Riparte il Treno della memoria, a bordo oltre 400 studenti

Partito per Auschwitz. Giani 'Messaggio attuale, basta guerre e discriminazioni'

Riparte il Treno della memoria, a bordo oltre 400 studenti

Dopo sei anni riparte in Toscana il Treno della memoria, da Firenze ad Auschwitz.

A bordo oltre 400 studenti di 46 scuole di tutta la regione, una cinquantina di insegnanti, universitari e rappresentanti delle comunità deportate e di associazioni antifasciste, protagoniste anche di dieci laboratori di approfondimento durante il viaggio.

A salutare i ragazzi, questa mattina (lunedì 23 marzo), alla stazione di Santa Maria Novella, il presidente della Regione Eugenio Giani: “Abbiamo dovuto ricollaudare l’esperienza“, dopo l’interruzione a causa del Covid e la ripresa dello scorso anno all’interno dei confini nazionali, nei campi di concentramento italiani.

Quella di quest’anno è la 13/a edizione, ha ricordato, “un’esperienza che nacque proprio in Regione Toscana, ai tempi in cui direttore della cultura era Ugo Caffaz“, oggi consulente per le politiche della memoria, “e la riprendiamo dopo che abbiamo avuto l’opportunità di cogliere quanti ragazzi volessero partecipare”.

Studenti, ha aggiunto Giani, che “saranno ambasciatori di memoria attraverso quello che vivranno in questi 5 giorni, i racconti delle sorelle Bucci”, Andra e Tatiana, “che incontreranno proprio là nei luoghi di Auschwitz, le bambine che allora riuscirono a sopportare i sacrifici del campo di concentramento“, dove invece morì il loro cugino. “Attraverso il Treno della memoria – ha concluso il governatore – diamo un messaggio anche al presente.
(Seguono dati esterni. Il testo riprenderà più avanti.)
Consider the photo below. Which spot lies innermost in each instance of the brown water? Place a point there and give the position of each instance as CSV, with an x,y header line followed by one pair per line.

Basta con le guerre, con la discriminazione degli altri, che sia discriminazione etnica, religiosa, razziale”.
Per l’assessora alla memoria, Alessandra Nardini, questo Treno della memoria “assume un significato ancora più importante alla luce anche dello scenario internazionale che stiamo vivendo”, con “guerre, massacri” e “dove il diritto internazionale viene quotidianamente calpestato e sembra tornata di moda, purtroppo, la legge del più forte. Ecco, oggi questo viaggio significa anche provare a svegliare le giovani generazioni ad essere davvero costruttrici e costruttori di pace. E in questo la scuola ha un ruolo fondamentale”. Per Nardini “Non sono, come qualcuno li ha definiti per sminuirli, delle gite, ma dei veri e propri pellegrinaggi laici”.